The new tv show Lie to Me is based on the real-life research of Dr. Paul Ekman into facial behaviors, or how muscles of the face reveal underlying psychology through microexpressions that are nearly unconscious or involuntary.
Ekman's system is called the Facial Action Coding System (FACS), and its companion is the Facial Action Coding System Affect Interpretation Dictionary (FACSAID). I first heard of Ekman's work through a Malcolm Gladwell article in the New Yorker titled "The Naked Face".
You can purchase the training system for $260. Maybe it will pay for itself through your weekly poker game?
Chase Jarvis offers 5 tips for shooting better pictures with your iPhone. He also recommends two apps for the iPhone, CameraBag ($2.99) and Pano ($2.99), both of which I use and enjoy.

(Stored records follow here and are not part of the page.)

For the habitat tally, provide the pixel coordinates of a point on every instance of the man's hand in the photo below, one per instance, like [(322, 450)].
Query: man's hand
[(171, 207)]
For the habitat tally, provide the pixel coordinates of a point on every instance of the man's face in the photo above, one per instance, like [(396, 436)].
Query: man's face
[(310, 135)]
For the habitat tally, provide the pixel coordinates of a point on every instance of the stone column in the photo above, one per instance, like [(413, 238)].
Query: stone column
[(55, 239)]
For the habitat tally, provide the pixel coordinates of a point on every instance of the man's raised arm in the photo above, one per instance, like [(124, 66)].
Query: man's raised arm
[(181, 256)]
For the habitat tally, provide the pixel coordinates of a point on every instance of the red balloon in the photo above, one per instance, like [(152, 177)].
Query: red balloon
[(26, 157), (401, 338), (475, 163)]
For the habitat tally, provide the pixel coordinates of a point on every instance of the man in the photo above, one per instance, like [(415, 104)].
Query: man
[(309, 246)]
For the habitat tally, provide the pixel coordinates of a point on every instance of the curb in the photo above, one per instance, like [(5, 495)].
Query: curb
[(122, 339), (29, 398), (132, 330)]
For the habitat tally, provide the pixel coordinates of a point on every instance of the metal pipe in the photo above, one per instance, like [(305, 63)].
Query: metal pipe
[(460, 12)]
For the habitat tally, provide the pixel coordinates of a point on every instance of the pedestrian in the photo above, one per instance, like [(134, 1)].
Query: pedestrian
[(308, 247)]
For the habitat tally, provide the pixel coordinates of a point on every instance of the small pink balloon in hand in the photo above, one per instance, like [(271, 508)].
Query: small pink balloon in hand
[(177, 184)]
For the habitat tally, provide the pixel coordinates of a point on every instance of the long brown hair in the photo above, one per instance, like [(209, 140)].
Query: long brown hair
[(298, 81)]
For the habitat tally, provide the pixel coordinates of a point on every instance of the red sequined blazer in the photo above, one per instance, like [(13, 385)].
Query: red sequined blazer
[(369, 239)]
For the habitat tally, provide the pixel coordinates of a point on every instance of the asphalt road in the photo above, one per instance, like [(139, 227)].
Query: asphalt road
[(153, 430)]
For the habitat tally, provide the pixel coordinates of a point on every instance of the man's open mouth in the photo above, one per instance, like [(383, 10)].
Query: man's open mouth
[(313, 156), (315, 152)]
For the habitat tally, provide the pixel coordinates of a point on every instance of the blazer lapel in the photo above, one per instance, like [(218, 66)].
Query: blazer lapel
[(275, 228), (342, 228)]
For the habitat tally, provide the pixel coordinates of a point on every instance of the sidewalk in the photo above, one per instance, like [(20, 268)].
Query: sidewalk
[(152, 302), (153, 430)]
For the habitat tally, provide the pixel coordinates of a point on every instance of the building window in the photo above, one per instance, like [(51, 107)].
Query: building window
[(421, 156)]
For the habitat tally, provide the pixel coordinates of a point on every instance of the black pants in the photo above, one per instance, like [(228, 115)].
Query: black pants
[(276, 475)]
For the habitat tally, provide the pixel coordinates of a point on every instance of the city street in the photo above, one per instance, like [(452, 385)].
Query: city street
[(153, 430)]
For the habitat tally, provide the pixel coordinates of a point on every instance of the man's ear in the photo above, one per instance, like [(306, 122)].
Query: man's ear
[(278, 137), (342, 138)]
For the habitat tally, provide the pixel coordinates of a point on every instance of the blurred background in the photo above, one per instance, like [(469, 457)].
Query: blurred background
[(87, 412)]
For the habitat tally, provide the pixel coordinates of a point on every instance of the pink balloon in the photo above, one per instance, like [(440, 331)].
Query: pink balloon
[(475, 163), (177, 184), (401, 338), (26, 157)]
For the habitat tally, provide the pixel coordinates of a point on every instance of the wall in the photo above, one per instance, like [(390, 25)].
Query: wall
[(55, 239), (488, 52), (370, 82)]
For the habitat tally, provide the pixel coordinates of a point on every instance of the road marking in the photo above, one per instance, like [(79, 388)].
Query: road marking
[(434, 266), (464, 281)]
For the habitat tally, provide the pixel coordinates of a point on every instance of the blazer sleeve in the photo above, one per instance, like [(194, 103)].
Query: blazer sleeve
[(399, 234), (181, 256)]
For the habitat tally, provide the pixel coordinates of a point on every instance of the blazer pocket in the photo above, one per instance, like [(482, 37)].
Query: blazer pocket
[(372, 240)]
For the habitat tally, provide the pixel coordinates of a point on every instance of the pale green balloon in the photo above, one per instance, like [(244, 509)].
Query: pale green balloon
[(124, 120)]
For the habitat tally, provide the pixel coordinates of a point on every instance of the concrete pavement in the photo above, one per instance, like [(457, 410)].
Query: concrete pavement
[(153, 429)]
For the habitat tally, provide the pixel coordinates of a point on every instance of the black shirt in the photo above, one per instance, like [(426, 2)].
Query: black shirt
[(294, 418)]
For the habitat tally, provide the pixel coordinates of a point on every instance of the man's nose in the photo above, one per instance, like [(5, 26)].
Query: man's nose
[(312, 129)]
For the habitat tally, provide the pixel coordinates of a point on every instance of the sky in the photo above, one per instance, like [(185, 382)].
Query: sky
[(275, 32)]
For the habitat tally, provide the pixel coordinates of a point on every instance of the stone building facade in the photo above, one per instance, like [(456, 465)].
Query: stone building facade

I put the prices there because I know some people don't like to pay for any apps, but if there's one thing I urge people to do this year it's to pay for things that provide value, even if they're things you can obtain illegally for free. Whether it's software or music or movies, with the Internet it's easier than ever to reward people directly for work you appreciate. When apps for the iPhone cost less than a Vietnamese Banh Mi sandwich, there's really no excuse. Do the right thing, fight the recession, reward people who do great work that improves your life.
Two other iPhone photography apps that I recommend: Photogene ($2.99) and QuadCamera ($1.99). The iPhone camera is not going to win any prizes for picture quality, but the use of these apps should improve your snaps noticeably. Your Facebook and Flickr friends thank you in advance.

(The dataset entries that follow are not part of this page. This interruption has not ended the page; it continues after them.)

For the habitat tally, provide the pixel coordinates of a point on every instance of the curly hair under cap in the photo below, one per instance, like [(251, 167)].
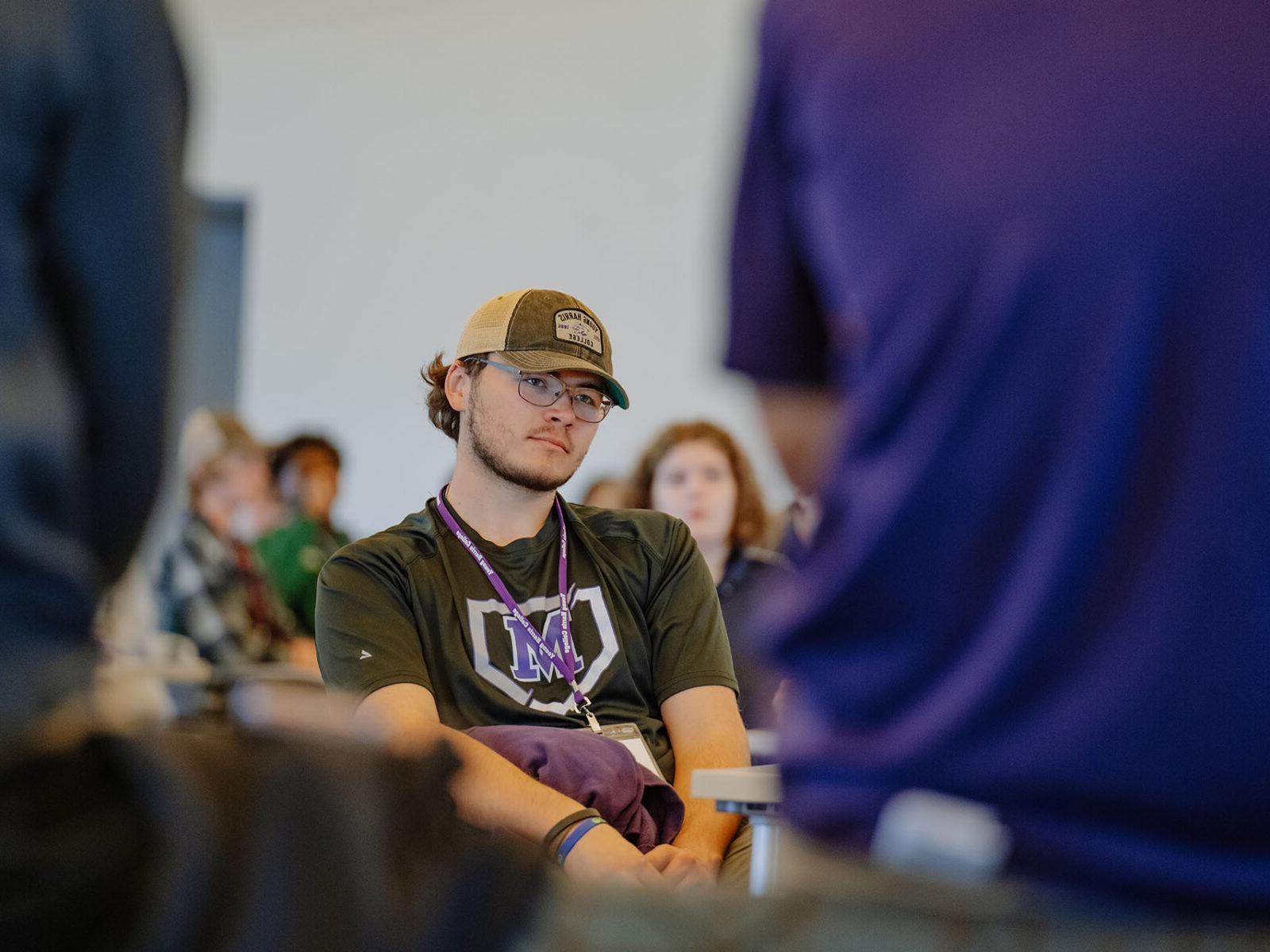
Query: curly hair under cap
[(751, 520), (444, 416)]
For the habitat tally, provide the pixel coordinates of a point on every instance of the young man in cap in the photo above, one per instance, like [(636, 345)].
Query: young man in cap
[(499, 603)]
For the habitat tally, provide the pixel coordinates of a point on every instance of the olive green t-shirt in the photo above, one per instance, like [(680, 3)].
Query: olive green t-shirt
[(410, 606)]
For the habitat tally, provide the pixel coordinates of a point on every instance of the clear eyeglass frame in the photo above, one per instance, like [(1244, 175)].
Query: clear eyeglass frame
[(594, 406)]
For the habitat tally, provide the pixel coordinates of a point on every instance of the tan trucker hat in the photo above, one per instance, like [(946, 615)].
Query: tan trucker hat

Speaking of iPhone apps, I've reached the nine page, 144 app limit. I don't use all the apps all the time, so it's not a problem to delete a few, but the limit seems somewhat arbitrary, and at some point in the near future I can see having more than 144 apps that I'd use semi-regularly, or at least often enough that I wouldn't want to have to be deleting and installing apps all the time.
Paging through nine pages of apps doesn't exactly play to the iPhone's interface strengths (some ability to group apps or nest them in folder would be handy) but it's certainly not unusable.

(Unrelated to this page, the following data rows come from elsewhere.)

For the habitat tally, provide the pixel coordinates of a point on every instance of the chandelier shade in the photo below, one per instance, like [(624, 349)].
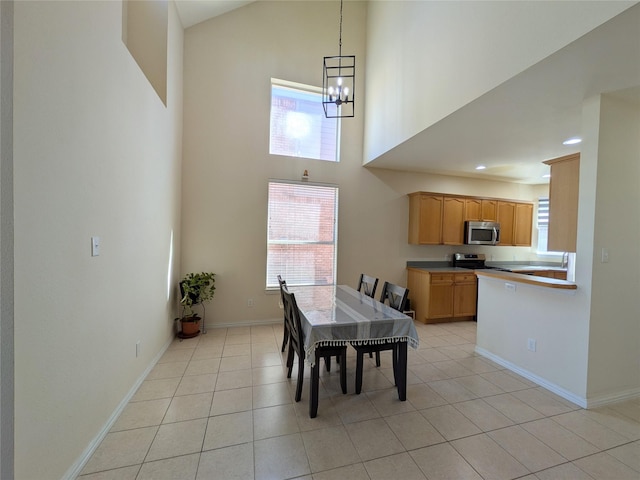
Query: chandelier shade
[(338, 86)]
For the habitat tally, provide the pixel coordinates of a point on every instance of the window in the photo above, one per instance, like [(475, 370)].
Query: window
[(302, 234), (298, 125)]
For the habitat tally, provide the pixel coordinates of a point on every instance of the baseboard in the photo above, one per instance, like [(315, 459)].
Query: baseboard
[(254, 323), (75, 469), (552, 387), (602, 400)]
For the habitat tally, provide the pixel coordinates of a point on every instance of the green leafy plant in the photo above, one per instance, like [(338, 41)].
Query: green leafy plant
[(196, 288)]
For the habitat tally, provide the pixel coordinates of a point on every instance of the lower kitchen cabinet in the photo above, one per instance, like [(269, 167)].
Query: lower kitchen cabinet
[(442, 296)]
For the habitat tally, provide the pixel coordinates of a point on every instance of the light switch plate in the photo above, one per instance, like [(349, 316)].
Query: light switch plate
[(95, 246)]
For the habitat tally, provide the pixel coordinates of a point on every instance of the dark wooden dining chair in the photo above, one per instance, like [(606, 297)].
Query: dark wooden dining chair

Amazon's Universal wishlist feature allows you to add products from other websites. Not sure when this launched, but it's an idea I recall being bandied about at Amazon many years ago.
Metacritic compiles top 10 lists from movie critics across the land (they need to fix their HTML header as it still reads 2007 Film Critic Top Ten Lists in my browser tab). I'm still waiting for their year-end compilation graphic that assimilates all these top ten lists into a master best-of list. I'm not sure if they're producing it again this year, but I hope they do.